The Worst Bigfoot Encounter
A lifelong hunter with over 45 years of experience—successful with everything from coyotes and deer to bear and turkey—announces he is selling all his firearms, gear, and donating his camo after a nightmarish solo turkey hunt in late April near Cave Run Lake, Kentucky. Traumatized beyond words, he has been unable to confide in family, friends, or doctors for fear of being institutionalized, and now reaches out anonymously with his story. While set up motionless against a massive black oak on a ridge, calling in a hot gobbler, he is suddenly seized from behind by a huge, dark-brown, hairy Bigfoot-like creature.
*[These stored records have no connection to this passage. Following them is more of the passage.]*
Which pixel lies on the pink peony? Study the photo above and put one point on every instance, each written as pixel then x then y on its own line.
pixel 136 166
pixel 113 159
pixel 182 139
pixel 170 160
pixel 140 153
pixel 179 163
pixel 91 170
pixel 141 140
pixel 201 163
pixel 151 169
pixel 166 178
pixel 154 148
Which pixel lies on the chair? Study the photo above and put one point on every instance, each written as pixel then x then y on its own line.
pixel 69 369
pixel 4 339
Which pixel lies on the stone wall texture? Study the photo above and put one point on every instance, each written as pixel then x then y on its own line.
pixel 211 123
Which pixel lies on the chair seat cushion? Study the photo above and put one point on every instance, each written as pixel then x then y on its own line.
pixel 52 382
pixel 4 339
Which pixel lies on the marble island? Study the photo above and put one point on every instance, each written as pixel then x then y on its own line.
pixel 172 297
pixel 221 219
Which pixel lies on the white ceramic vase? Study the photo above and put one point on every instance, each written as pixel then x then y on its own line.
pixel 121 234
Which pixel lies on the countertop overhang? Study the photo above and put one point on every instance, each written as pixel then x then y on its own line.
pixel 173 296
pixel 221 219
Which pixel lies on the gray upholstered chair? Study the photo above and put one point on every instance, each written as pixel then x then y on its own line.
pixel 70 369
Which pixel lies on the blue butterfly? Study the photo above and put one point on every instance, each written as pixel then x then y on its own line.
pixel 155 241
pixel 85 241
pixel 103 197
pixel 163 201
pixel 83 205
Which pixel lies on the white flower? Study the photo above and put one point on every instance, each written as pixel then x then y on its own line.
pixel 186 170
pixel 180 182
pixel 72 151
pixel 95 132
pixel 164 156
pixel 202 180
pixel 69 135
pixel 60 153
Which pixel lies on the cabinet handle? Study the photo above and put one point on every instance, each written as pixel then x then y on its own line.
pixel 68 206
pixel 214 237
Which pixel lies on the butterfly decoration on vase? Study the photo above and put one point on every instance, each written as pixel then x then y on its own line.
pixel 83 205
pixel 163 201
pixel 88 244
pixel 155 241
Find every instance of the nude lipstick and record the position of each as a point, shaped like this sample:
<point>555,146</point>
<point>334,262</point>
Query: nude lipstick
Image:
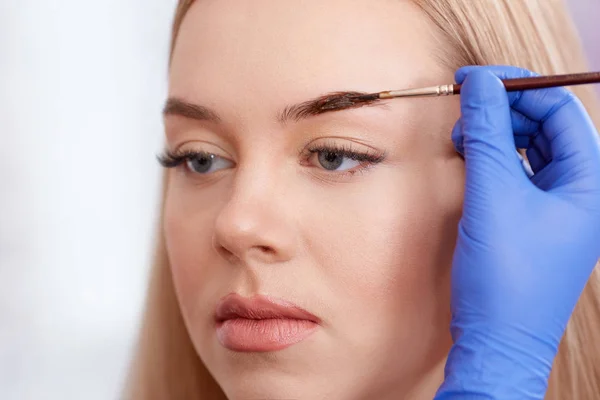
<point>261,324</point>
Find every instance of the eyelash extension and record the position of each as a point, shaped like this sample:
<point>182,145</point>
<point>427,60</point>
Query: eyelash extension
<point>172,159</point>
<point>372,157</point>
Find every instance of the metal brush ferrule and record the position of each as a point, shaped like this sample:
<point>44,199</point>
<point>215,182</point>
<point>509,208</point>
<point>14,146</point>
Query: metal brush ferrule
<point>445,90</point>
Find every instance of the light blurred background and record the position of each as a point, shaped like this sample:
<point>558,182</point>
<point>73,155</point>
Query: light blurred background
<point>81,89</point>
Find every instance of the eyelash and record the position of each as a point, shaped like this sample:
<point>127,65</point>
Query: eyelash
<point>173,159</point>
<point>366,158</point>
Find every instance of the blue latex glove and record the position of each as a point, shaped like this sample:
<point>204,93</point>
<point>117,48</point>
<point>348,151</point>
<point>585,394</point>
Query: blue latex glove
<point>526,246</point>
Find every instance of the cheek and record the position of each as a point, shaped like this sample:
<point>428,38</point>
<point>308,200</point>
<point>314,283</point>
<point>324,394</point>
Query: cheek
<point>188,239</point>
<point>388,269</point>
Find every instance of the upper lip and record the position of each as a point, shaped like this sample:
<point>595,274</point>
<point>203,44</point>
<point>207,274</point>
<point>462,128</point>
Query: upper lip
<point>234,306</point>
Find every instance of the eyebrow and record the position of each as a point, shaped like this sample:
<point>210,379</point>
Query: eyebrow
<point>330,102</point>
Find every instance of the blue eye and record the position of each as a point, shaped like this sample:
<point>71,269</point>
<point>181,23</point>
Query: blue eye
<point>196,162</point>
<point>340,158</point>
<point>336,161</point>
<point>204,163</point>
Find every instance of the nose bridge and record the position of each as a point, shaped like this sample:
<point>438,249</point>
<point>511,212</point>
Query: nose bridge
<point>252,226</point>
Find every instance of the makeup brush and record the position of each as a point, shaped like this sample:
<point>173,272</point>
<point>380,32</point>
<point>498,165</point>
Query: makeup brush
<point>511,85</point>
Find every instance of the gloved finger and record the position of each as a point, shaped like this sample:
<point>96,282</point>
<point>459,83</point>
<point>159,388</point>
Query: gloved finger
<point>487,127</point>
<point>536,159</point>
<point>523,129</point>
<point>565,126</point>
<point>501,71</point>
<point>457,137</point>
<point>563,120</point>
<point>542,145</point>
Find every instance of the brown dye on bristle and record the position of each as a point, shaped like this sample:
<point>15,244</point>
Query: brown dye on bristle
<point>343,100</point>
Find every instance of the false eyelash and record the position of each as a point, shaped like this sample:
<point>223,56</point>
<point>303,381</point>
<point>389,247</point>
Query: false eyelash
<point>172,159</point>
<point>370,157</point>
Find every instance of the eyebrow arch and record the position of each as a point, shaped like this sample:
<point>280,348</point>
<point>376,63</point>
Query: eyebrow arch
<point>175,106</point>
<point>330,102</point>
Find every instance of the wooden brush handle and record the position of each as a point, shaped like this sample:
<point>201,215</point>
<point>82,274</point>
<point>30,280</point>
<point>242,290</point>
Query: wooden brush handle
<point>540,82</point>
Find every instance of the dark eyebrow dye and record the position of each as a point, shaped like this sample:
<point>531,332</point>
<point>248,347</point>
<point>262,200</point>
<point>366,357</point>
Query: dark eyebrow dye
<point>343,100</point>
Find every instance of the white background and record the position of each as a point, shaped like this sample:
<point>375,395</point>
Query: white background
<point>81,89</point>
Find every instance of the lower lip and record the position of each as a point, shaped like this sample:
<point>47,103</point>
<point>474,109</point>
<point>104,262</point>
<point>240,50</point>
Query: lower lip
<point>262,335</point>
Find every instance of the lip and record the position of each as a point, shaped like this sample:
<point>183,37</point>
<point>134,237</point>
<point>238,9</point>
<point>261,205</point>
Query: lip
<point>261,324</point>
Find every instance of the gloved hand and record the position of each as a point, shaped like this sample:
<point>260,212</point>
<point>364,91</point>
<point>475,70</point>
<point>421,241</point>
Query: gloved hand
<point>526,246</point>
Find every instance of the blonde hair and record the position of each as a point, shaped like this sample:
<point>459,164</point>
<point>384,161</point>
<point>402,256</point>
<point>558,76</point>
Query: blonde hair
<point>535,34</point>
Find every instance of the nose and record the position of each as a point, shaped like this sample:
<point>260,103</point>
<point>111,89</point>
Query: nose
<point>253,227</point>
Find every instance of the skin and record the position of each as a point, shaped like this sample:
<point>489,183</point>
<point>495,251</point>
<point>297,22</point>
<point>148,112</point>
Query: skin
<point>368,250</point>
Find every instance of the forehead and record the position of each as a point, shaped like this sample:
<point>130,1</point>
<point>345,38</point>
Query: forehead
<point>296,49</point>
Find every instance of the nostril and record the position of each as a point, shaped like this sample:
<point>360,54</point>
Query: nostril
<point>266,249</point>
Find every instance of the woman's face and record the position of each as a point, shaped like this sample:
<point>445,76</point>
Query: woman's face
<point>349,215</point>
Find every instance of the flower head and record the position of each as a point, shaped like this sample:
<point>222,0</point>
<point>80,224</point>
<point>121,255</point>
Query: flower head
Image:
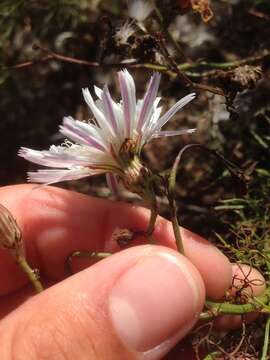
<point>111,142</point>
<point>139,9</point>
<point>124,32</point>
<point>10,233</point>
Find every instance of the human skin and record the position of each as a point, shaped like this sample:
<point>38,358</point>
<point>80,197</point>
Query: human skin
<point>136,304</point>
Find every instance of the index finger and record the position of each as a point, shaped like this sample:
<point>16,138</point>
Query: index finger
<point>56,222</point>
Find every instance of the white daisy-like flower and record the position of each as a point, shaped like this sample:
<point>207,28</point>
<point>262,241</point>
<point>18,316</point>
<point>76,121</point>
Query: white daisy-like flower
<point>139,9</point>
<point>110,143</point>
<point>124,32</point>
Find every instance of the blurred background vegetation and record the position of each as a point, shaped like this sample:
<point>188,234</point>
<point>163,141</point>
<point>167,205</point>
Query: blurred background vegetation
<point>41,82</point>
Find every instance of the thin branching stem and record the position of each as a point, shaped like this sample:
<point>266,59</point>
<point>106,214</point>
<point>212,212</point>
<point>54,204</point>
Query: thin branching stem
<point>176,227</point>
<point>83,254</point>
<point>32,274</point>
<point>266,339</point>
<point>257,304</point>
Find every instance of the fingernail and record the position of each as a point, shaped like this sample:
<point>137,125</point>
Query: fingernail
<point>154,300</point>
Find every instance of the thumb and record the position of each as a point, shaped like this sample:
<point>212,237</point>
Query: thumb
<point>135,304</point>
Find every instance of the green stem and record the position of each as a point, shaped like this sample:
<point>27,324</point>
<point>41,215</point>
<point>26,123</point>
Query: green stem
<point>212,356</point>
<point>31,273</point>
<point>176,227</point>
<point>266,339</point>
<point>258,304</point>
<point>151,225</point>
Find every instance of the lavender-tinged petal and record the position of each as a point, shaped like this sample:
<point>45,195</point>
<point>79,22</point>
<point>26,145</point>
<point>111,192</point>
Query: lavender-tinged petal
<point>108,108</point>
<point>173,133</point>
<point>128,93</point>
<point>148,100</point>
<point>97,112</point>
<point>53,159</point>
<point>176,107</point>
<point>112,183</point>
<point>98,91</point>
<point>51,176</point>
<point>72,129</point>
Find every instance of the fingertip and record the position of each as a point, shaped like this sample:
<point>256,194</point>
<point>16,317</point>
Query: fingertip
<point>246,282</point>
<point>213,265</point>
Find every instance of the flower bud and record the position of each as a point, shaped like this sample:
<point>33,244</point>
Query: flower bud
<point>10,233</point>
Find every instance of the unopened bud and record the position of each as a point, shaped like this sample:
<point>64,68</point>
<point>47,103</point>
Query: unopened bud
<point>10,233</point>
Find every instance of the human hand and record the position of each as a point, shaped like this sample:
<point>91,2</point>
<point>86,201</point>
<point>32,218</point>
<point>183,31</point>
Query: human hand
<point>136,304</point>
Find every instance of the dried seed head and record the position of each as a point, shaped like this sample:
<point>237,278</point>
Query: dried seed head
<point>10,233</point>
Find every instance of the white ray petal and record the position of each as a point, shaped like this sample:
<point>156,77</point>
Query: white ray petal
<point>51,176</point>
<point>167,116</point>
<point>128,93</point>
<point>53,158</point>
<point>172,133</point>
<point>148,101</point>
<point>73,130</point>
<point>102,122</point>
<point>112,183</point>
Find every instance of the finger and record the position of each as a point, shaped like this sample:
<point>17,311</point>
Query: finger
<point>56,222</point>
<point>247,282</point>
<point>135,304</point>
Its thick, callused gray-skinned, gorilla-like hands clamp over his mouth/neck and around his waist, pinning him helplessly to the tree and neutralizing his shotgun. He watches in frozen terror as two sleek black, dog-headed “werewolf” or Dogman creatures—complete with erect ears and three-inch fangs—ambush and devour a doe in the clearing just yards away, ripping through meat and bone in minutes with clicking sounds and howls. When the pair turns toward his hiding spot, the creature holding him unleashes a deafening roar that summons a group of 4–5 more Bigfoot-type beings. They explode from the woods in pursuit, chasing the predators away. The Bigfoot then snatches his gun, hurls it into the brush, blocks his attempt to retrieve it, and finally releases him. The hunter sprints ten frantic minutes back to his truck (a trek that normally takes 45), abandons the shotgun on the ridge forever, and speeds away in panic. In the weeks since, he suffers crushing PTSD: insomnia, uncontrollable crying jags at work, paralyzing fear of any woods or even his own yard. He now drives extra miles on highways to avoid wooded county roads, refuses to sit on the porch with his wife, hires a neighbor kid to mow the lawn, and has called off or been sent home from work multiple times. He believes the Bigfoot creatures deliberately protected him from being eaten, but the experience has destroyed his lifelong love of the outdoors. He asks: What should he do? Is there help or therapy for people who have had these kinds of encounters? Will he ever recover and enjoy the woods again?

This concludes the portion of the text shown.